Deshalb suchen Fachgesellschaften schon lange nach einer Methode, mit der Lungenkrebs früh entdeckt werden kann, ohne den Körper unnötig zu belasten. Für bestimmte Risikogruppen ist die Low-Dose-CT hier ein wichtiger Fortschritt.
Low-Dose-CT (LDCT): Fortschritt in der Früherkennung
Große Studien aus den USA (NLST) und Europa (NELSON-Studie) zeigen: Bei Menschen mit hohem Risiko, vor allem also langjährigen starken Raucherinnen und Rauchern, kann eine regelmäßige Untersuchung mit Low-Dose-Computertomographie das Risiko senken, an Lungenkrebs zu sterben.
Wer profitiert vom Low-Dose-CT? Teilnahmevoraussetzungen
Auch eine Low-Dose-Computertomographie nutzt Röntgenstrahlung. Die Strahlendosis ist aber deutlich geringer, als bei einer normalen CT-Untersuchung und beträgt circa 1 bis 2 Millisievert (mSv). Das entspricht in etwa der Strahlung, die Menschen in Deutschland in einem Jahr aus der Umwelt aufnehmen. Denn: Das Bundesamt für Strahlenschutz geht davon aus, dass die durchschnittliche jährliche Strahlenbelastung aus natürlichen Quellen hierzulande zwei bis drei Millisievert beträgt.
Wichtig: Die Untersuchung wird nur Menschen angeboten, bei denen der Nutzen das Risiko überwiegt. Ihre Ärztin oder Ihr Arzt bespricht mit Ihnen, ob das für Sie zutrifft.

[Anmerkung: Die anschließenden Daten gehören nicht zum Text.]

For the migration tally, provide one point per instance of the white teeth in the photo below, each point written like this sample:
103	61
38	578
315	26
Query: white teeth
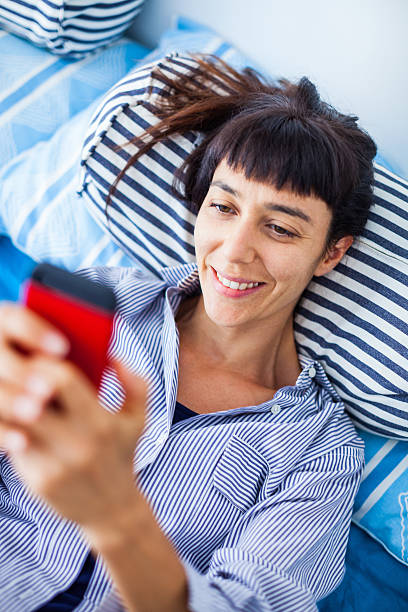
235	285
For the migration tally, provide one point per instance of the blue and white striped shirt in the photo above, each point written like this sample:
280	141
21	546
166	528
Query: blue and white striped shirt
257	500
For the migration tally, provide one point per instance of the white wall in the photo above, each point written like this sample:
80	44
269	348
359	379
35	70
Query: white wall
356	51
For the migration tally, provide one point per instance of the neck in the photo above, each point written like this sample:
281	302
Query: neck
265	353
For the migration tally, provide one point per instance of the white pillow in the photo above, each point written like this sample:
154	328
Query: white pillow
71	28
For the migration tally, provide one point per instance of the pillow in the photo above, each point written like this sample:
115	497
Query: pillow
39	92
40	209
353	320
72	28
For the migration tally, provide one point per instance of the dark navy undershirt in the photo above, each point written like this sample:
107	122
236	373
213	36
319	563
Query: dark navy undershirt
69	599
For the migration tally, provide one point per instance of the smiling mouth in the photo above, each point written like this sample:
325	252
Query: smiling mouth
238	285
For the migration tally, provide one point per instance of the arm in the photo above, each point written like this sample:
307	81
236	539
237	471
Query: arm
284	554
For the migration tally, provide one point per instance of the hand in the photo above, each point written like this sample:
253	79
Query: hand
68	449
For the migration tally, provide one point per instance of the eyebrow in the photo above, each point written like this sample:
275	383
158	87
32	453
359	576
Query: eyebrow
293	211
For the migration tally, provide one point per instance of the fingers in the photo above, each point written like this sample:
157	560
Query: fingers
22	327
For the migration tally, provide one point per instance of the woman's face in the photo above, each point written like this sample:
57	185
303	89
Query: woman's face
251	233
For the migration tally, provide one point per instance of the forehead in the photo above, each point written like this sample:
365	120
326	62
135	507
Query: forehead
251	192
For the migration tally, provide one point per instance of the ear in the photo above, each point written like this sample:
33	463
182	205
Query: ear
333	255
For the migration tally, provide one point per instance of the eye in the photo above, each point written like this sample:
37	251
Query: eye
281	231
221	208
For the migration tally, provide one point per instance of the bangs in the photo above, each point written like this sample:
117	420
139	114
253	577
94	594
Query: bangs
294	153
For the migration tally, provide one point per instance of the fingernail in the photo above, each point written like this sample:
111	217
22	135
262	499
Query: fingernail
38	385
53	343
26	408
15	441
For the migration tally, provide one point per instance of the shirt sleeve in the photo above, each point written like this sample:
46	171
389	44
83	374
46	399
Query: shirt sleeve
288	551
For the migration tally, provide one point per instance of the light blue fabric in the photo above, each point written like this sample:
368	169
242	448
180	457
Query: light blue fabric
39	92
187	35
373	581
381	505
41	211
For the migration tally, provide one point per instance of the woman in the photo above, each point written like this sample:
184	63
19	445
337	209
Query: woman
246	468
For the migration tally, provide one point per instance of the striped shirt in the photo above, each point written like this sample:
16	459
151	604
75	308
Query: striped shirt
257	500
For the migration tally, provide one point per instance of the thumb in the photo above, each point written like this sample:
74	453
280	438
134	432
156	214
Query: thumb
135	388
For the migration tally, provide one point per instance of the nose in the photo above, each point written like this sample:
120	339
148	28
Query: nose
239	244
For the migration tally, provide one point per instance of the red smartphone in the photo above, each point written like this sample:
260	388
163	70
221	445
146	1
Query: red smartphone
80	308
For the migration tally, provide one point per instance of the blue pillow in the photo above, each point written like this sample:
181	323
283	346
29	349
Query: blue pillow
41	211
381	504
39	92
187	35
69	28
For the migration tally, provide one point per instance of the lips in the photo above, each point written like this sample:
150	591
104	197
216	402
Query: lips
235	279
234	289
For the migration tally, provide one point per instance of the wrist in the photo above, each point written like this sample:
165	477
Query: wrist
114	531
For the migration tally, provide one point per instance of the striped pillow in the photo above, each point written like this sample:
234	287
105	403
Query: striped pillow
73	28
353	320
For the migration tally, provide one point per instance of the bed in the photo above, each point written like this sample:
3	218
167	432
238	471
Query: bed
57	112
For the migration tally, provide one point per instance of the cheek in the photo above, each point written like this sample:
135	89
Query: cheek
202	238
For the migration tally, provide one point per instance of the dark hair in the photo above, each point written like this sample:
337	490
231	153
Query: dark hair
280	133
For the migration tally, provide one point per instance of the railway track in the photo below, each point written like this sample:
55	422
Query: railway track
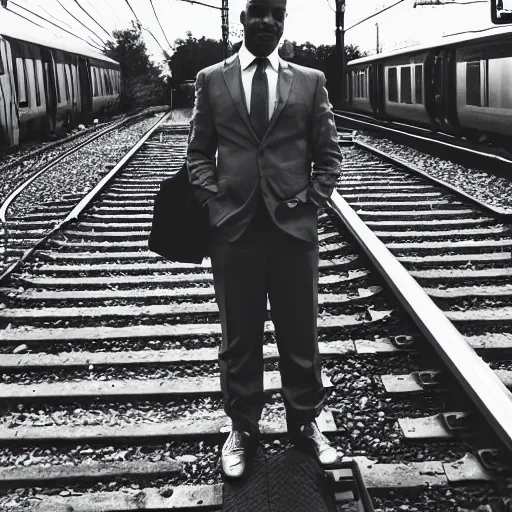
110	390
495	158
23	227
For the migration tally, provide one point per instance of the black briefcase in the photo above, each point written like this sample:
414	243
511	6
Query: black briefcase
180	229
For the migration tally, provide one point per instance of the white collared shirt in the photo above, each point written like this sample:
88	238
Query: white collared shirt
248	70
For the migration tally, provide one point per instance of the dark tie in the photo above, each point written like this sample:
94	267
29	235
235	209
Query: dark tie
259	98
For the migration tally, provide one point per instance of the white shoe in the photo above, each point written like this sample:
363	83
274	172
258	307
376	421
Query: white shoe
233	454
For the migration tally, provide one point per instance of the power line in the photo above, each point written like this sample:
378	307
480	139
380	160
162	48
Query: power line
201	3
375	14
146	29
136	17
83	25
438	2
49	14
471	31
21	16
156	16
54	24
77	3
330	6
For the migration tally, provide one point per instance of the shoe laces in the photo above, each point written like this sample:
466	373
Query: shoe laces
234	442
317	435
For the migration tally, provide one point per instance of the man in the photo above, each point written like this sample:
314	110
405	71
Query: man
258	125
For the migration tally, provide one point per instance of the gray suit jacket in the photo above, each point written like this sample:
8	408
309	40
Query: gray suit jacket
299	156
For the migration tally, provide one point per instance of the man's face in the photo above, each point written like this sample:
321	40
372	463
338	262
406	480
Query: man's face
263	22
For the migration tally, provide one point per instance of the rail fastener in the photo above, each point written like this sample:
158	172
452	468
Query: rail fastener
484	388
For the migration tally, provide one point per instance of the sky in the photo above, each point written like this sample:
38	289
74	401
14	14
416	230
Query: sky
308	20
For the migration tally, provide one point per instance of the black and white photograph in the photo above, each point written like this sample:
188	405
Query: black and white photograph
256	255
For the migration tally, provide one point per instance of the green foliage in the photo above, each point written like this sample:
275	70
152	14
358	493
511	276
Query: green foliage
191	55
142	84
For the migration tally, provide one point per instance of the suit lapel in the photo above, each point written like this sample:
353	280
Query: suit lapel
284	87
233	80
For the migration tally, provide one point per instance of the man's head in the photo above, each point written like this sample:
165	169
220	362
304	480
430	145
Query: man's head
263	22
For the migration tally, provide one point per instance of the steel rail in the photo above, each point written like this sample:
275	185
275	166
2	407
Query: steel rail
15	193
475	152
484	388
494	210
85	201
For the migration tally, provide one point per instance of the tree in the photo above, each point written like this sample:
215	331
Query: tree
143	84
191	55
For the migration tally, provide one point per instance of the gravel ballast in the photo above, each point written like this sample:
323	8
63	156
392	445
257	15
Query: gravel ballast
80	172
483	185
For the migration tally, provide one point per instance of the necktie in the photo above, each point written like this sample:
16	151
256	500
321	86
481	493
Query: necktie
259	98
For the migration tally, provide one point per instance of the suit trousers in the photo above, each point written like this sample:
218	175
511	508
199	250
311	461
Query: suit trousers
266	261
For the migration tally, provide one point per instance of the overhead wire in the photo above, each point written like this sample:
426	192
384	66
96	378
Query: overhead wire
24	17
202	3
156	16
52	23
49	14
329	4
78	3
375	14
83	24
146	29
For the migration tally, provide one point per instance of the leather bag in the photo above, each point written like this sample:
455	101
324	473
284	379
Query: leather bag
180	230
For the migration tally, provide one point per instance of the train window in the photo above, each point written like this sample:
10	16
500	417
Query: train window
473	84
21	82
405	85
57	81
36	80
418	83
101	82
107	81
94	82
66	83
392	85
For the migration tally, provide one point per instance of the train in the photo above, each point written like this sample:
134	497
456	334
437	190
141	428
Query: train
459	85
48	84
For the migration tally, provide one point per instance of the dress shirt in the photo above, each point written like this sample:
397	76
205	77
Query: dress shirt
248	68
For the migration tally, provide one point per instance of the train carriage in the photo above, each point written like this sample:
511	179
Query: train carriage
459	85
47	83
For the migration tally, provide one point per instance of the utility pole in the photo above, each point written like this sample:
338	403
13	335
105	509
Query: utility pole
225	28
340	44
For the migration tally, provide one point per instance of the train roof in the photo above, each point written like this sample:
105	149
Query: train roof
439	42
15	27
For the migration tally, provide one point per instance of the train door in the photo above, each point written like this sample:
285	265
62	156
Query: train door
85	86
439	88
378	90
50	92
9	121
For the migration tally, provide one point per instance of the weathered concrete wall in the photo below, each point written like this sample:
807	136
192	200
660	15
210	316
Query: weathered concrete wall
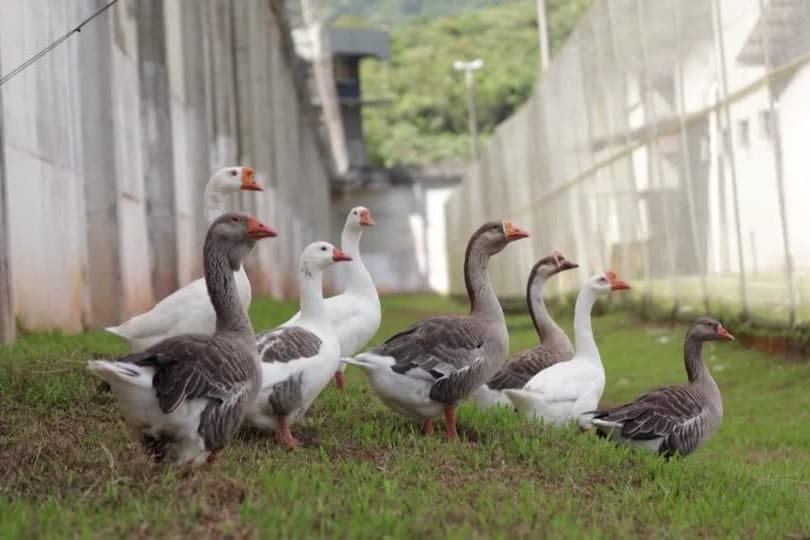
109	140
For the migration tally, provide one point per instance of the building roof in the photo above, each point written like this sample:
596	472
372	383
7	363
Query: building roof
360	42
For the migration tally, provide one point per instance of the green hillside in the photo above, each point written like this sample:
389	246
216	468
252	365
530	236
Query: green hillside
427	120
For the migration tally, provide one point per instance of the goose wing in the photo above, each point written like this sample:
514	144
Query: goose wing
436	347
675	414
202	367
517	372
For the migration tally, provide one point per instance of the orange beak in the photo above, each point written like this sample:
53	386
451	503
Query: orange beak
365	219
339	256
258	230
724	334
513	233
249	182
615	283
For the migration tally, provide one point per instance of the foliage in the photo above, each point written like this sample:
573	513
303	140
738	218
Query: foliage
68	468
427	119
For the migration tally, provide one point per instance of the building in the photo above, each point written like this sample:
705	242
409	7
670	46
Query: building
349	47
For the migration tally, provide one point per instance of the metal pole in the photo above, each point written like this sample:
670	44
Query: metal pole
633	181
471	118
780	174
7	322
717	19
686	162
542	35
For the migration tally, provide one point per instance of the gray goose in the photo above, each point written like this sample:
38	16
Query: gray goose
185	396
428	368
673	419
554	347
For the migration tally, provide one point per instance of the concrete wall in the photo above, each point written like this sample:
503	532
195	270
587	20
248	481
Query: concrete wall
109	140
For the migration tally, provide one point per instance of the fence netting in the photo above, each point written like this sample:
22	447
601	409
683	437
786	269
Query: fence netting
668	141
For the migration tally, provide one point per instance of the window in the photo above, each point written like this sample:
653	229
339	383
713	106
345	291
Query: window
744	133
766	124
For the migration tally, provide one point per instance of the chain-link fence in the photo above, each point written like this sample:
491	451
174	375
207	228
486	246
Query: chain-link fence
668	141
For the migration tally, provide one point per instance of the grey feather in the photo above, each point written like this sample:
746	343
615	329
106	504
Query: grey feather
203	367
457	385
683	416
287	343
286	396
517	372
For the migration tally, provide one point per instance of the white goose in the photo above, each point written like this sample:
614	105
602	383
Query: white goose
426	369
298	360
564	391
355	314
671	420
188	310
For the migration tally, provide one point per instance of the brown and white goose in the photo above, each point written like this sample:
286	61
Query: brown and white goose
554	347
185	396
673	419
427	369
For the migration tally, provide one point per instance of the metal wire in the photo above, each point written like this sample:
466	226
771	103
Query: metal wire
78	28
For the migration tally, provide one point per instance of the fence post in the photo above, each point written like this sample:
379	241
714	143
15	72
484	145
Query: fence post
7	322
645	248
686	163
780	173
654	143
728	148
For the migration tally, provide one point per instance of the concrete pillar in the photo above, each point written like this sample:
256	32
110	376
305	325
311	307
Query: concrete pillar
156	137
98	155
221	79
7	322
197	129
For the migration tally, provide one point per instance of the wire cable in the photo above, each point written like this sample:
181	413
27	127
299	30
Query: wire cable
53	45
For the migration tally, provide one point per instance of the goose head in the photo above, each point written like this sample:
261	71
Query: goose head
359	217
318	256
235	234
708	329
602	284
552	264
234	179
493	236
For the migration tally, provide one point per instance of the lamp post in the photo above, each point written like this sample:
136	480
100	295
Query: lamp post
468	68
542	35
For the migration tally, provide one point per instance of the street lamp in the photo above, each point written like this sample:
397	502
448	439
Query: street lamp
468	68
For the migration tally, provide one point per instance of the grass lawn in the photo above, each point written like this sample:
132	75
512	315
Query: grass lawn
69	469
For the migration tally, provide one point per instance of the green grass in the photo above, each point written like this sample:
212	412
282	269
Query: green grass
69	469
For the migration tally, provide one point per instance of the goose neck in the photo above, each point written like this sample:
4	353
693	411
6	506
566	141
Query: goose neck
310	292
583	332
358	277
543	323
221	284
484	302
213	204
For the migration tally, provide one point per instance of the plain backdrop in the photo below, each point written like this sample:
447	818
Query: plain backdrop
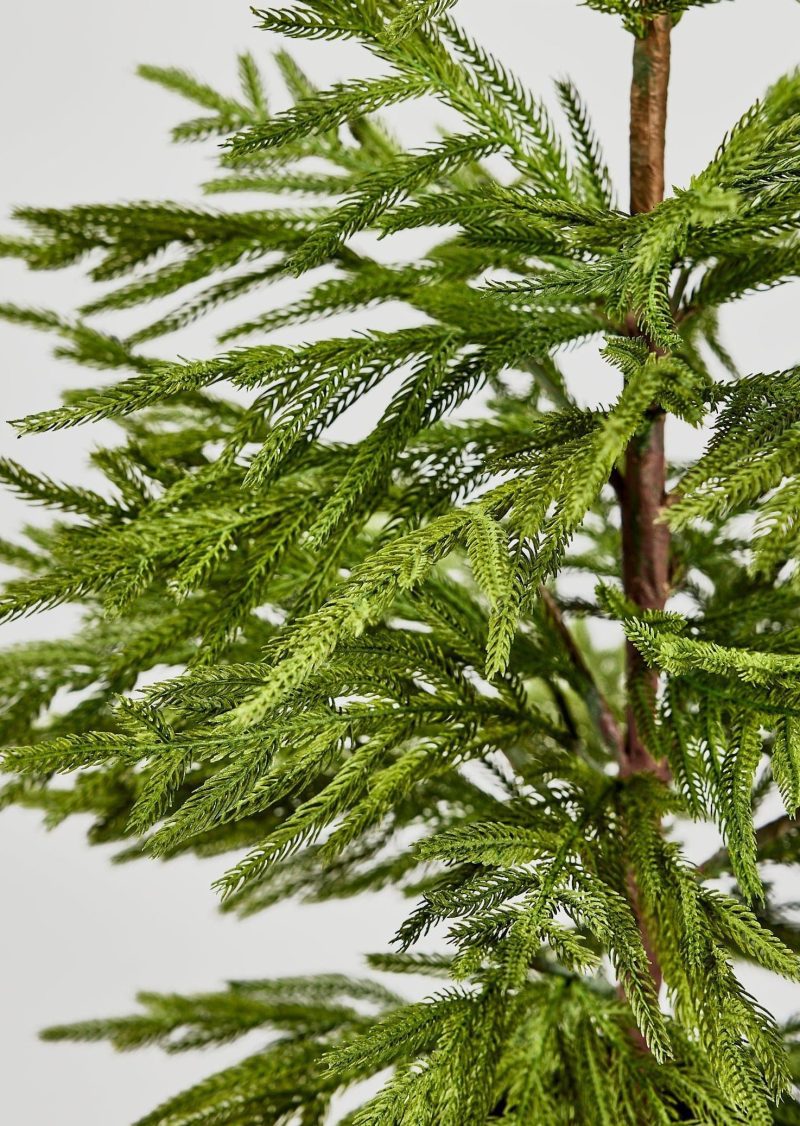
78	936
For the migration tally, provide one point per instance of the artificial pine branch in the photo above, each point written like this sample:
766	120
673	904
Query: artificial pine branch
382	680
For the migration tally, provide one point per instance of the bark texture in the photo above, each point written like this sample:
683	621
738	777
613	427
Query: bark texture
645	541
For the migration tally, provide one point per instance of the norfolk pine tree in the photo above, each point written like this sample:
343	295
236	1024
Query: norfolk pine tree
382	677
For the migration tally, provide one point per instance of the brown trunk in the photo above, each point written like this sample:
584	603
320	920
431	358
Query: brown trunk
645	541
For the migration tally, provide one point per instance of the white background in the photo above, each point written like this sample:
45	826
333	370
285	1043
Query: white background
78	936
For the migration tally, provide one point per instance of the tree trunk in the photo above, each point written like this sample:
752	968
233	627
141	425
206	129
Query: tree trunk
646	542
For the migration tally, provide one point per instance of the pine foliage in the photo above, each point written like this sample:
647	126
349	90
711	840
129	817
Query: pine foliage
379	677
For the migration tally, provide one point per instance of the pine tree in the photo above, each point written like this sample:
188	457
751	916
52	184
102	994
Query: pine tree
382	678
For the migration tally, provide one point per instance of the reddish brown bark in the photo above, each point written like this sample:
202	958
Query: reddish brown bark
645	539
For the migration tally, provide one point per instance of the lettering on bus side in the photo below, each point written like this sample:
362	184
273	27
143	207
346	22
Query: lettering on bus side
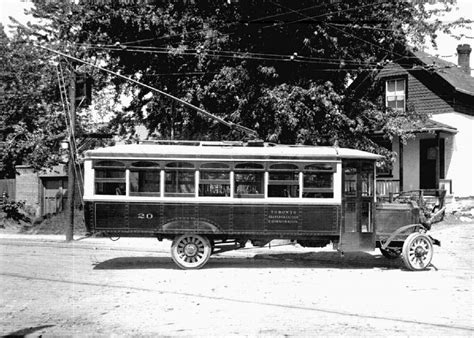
283	216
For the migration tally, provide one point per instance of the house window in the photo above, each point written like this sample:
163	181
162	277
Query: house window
395	94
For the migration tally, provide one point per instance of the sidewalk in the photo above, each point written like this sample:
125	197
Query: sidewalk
128	243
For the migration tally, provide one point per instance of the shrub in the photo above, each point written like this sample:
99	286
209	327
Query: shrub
13	210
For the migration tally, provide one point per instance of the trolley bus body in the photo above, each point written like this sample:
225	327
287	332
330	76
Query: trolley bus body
210	196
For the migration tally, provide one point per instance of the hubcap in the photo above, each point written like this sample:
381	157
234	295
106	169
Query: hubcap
190	249
419	253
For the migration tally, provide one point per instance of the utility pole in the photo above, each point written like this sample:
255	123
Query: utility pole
71	182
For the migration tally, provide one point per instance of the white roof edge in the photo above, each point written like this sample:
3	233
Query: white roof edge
284	151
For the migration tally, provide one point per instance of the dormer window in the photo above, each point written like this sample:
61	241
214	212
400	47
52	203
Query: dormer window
395	94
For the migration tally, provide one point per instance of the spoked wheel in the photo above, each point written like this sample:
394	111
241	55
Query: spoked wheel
190	251
417	251
391	253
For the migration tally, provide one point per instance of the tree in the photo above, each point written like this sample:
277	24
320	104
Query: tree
280	68
30	125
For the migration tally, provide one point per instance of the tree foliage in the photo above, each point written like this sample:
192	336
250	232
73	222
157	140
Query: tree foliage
29	122
279	67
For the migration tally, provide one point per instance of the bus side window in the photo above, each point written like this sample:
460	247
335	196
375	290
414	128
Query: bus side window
145	179
283	180
109	178
180	179
318	180
249	180
214	180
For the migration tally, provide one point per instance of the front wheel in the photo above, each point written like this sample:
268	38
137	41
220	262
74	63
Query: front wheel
190	251
417	251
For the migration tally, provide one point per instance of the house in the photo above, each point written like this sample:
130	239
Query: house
442	153
44	192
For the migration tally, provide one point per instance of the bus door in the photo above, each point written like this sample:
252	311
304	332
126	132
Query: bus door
357	226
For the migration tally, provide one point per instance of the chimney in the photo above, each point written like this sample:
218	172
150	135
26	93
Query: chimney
464	52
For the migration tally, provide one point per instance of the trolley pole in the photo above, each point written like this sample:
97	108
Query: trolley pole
71	182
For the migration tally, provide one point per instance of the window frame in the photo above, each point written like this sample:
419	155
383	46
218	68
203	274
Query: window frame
222	167
396	92
331	170
292	169
259	168
154	167
114	165
177	171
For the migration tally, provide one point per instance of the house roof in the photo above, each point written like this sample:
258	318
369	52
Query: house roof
450	72
433	126
227	152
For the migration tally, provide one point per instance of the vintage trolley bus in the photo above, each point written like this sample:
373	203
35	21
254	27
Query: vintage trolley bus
208	197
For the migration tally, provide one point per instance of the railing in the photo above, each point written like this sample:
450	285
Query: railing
387	187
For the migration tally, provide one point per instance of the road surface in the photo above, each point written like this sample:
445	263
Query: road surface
132	287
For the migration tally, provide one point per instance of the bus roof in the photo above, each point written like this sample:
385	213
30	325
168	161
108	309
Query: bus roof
227	152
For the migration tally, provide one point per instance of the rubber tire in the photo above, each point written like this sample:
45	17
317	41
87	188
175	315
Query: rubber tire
195	261
413	242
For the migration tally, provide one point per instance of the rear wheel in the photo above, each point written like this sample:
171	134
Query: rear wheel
190	251
417	251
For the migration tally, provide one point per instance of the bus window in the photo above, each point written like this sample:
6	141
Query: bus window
109	178
249	180
180	179
283	180
145	179
318	180
214	180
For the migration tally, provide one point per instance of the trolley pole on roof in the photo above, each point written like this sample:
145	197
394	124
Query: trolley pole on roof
71	182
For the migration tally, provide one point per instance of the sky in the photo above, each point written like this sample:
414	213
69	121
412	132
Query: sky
446	44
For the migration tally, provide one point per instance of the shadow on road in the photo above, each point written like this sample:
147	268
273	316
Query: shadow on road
27	331
318	260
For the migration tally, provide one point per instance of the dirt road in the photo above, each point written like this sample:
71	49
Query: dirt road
131	287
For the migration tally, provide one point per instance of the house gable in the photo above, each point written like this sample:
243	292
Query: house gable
433	86
426	92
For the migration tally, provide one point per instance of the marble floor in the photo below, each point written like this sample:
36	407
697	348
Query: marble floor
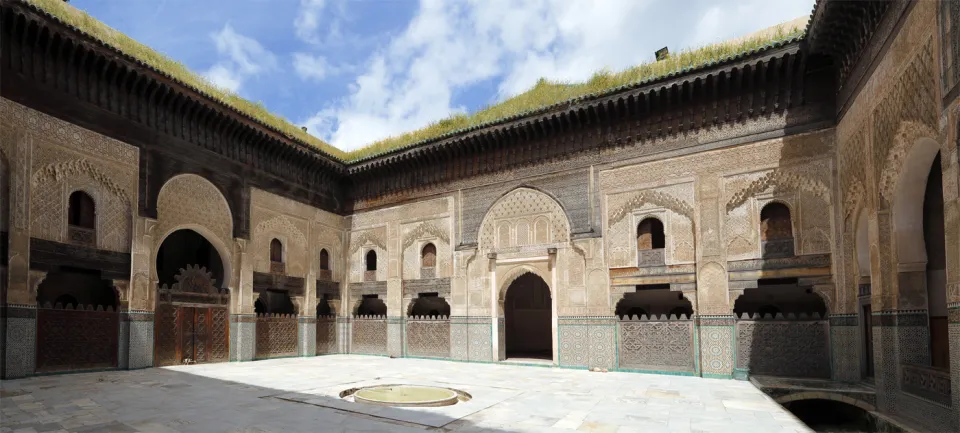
302	394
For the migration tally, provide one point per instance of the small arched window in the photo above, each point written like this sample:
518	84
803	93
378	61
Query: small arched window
81	212
428	256
775	222
324	260
650	234
276	251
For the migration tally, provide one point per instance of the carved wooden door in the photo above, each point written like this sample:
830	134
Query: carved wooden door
191	335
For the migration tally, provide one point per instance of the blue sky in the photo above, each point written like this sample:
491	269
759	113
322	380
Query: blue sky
355	71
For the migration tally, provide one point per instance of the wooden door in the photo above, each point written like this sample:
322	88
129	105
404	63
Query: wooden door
191	335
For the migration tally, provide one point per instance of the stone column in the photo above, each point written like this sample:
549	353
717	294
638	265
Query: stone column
715	311
20	313
886	352
137	319
394	300
307	322
243	321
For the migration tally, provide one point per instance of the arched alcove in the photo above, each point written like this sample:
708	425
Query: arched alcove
528	318
77	286
655	300
429	304
776	231
276	251
324	260
650	235
428	256
779	296
371	305
81	211
187	247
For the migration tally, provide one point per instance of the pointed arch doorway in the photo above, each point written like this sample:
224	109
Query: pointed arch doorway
528	319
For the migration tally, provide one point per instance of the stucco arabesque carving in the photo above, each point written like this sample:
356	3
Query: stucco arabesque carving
61	170
907	135
653	197
782	179
367	236
424	228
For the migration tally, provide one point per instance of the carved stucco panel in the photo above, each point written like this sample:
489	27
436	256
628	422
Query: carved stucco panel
190	201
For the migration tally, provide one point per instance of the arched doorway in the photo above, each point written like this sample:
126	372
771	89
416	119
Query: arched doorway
192	305
77	321
527	311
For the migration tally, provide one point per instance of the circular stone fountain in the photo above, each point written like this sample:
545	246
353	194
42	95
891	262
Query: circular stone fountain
406	395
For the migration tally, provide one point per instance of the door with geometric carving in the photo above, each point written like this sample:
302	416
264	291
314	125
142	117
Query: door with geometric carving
191	334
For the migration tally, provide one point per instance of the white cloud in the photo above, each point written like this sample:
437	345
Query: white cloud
307	22
450	46
239	57
310	67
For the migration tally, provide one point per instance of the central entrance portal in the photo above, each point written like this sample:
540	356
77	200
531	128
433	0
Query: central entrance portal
527	317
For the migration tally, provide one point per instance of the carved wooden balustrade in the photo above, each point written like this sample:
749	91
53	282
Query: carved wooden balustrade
656	343
428	336
926	382
646	258
326	335
276	335
369	336
428	272
325	275
82	236
789	346
776	248
76	337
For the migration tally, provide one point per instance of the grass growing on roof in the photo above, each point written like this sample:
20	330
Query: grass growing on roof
106	34
544	94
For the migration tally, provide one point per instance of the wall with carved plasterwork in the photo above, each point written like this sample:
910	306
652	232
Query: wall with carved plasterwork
898	105
302	229
68	158
673	205
805	188
397	235
723	191
415	235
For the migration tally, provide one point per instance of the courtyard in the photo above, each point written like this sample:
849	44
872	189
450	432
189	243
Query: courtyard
302	394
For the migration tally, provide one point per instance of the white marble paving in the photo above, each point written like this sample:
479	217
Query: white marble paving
302	394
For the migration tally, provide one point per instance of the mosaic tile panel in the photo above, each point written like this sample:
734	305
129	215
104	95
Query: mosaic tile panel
887	364
21	343
716	348
277	335
307	330
395	336
140	353
781	348
326	336
369	336
344	334
955	370
930	415
459	344
656	345
501	339
480	339
845	349
123	343
428	338
574	348
603	349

Meilenstein in der Früherkennung: roboterassistierte Bronchoskopie „Ion“
Das roboterassistierte Bronchoskopie-System Ion gilt als Gamechanger in der Lungenheilkunde. Mit ihm kommen Ärztinnen und Ärzte bis ins tiefste Lungengewebe und können selbst millimeterkleine verdächtige Gewebeverdichtungen erreichen und Proben entnehmen.
Vor der Spiegelung erstellt ein Computertomograph ein 3D-Bild der Lunge. Eine Software erzeugt daraus einen „digitalen Zwilling“ der Atemwege und berechnet den sichersten Weg zur verdächtigen Stelle.
Unter Narkose wird ein ultradünner, biegsamer Katheter mit Sensor und Kamera über einen Beatmungsschlauch in die Bronchien eingeführt und zu den Rundherden navigiert.